Né le 22 août 1860 en Vendée ; mort à Cayenne le 25 juillet 1907 ; menuisier ; anarchiste.

Théodule Meunier (1894)
Le Monde illustré du 14 avril 1894.
Après avoir travaillé comme menuisier à Nantes, Meunier serait venu à Paris vers 1887. En 1889, il fut condamné par défaut pour coups et blessures.
La veille de la comparution de Ravachol devant la cour d’assises de la Seine, le 25 avril 1892, une bombe éclata au restaurant Véry, tuant deux personnes et en blessant plusieurs. Théodule Meunier était l’auteur de l’attentat et de celui de la caserne Lobau, le 15 mars 1892.
Alors qu’on le recherchait, Meunier accomplissait à la prison de la Santé une peine de quinze jours de prison pour coups et port d’arme prohibée. On le poursuivit partout, sauf en ce lieu. À sa sortie de prison, il partit pour Bruxelles, Anvers puis Londres, où il fut comme d’autres compagnons hébergés chez Gustave et Victorine Brocher*.
Le 11 avril 1893, trois comparses, Bricou, sa maîtresse Marie Delange et Francis, comparaissaient devant la cour d’assises de la Seine. Bricou et Marie Delange dénoncèrent Meunier. C’est à Londres que la police française arrêta celui-ci en juin 1894 ; jugé à Paris le 26 juillet 1894, il sauva sa tête en niant, mais fut condamné aux travaux forcés à perpétuité, à la majorité d’une seule voix du jury. L’acte d’accusation l’avait présenté comme un excellent ouvrier menuisier et La Gazette des Tribunaux du 27 juillet 1894 dépeignait ainsi l’accusé : « Petit, quelque peu contrefait. Il a les bras longs, terminés par des mains maigres, aux doigts effilés. Sa figure est fine et énergique, son regard intelligent n’a ni l’acuité de celui de Vaillant ni l’inconscience enfantine de celui d’Émile Henry. Il a le teint pâle et porte de longs cheveux noirs ainsi qu’une barbe touffue. » Et Malato, dans Le Peuple du 3 février 1938, écrivait : « Avec une physionomie belle et pure d’enthousiaste à froid, résolu à tout dans sa passion de l’idée, il représentait le type le plus remarquable de l’illuministe révolutionnaire. »

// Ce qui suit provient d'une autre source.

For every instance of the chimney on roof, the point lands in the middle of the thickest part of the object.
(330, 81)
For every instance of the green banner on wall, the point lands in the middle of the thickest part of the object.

Du bagne, Meunier entretint une correspondance avec Jean Grave. Il écrivait notamment le 16 mai 1906, alors qu’il était malade à l’hôpital : « Je ne regrette rien, je n’ai fait que ce que je devais faire ; ce serait à recommencer, je ferais la même chose. Je ne crains pas la mort ; si je suis condamné, qu’elle vienne le plus tôt possible. Cependant, c’est regrettable de mourir ainsi après tant d’années de souffrance passées au bagne. » Il demanda aussi des fonds, notamment à Charles Malato, en vue de tenter une évasion.
Clément Duval parlait de « ce bon et vaillant camarade, qui fut si digne dans l’adversité, sut par sa conduite correcte s’imposer aux bourreaux ».
Meunier espérait une campagne de presse en faveur de sa libération, mais il mourut à Cayenne le 25 juillet 1907, peut-être du paludisme. Plusieurs tentatives d’évasion avaient échoué, et sa santé était minée ; « je me rends compte de ce que ses derniers moments ont dû être douloureux, de mourir ainsi, la rage au cœur, de ne pouvoir faire acte de justice avant de mourir » (Duval).

SOURCES : Jean Maitron, Histoire du Mouvement anarchiste..., op. cit.Gazette des Tribunaux, 27 juillet 1894. — Le Peuple, 3 février 1938. — Lettres de Théodule Meunier à Jean Grave (IFHS). — Moi, Clément Duval…, op. cit. — Charles Malato, "Mémoires d’un libertaire", Le Peuple (Paris), 1937-1938). — Notes de Dominique Petit. — ANOM, introuvable en ligne.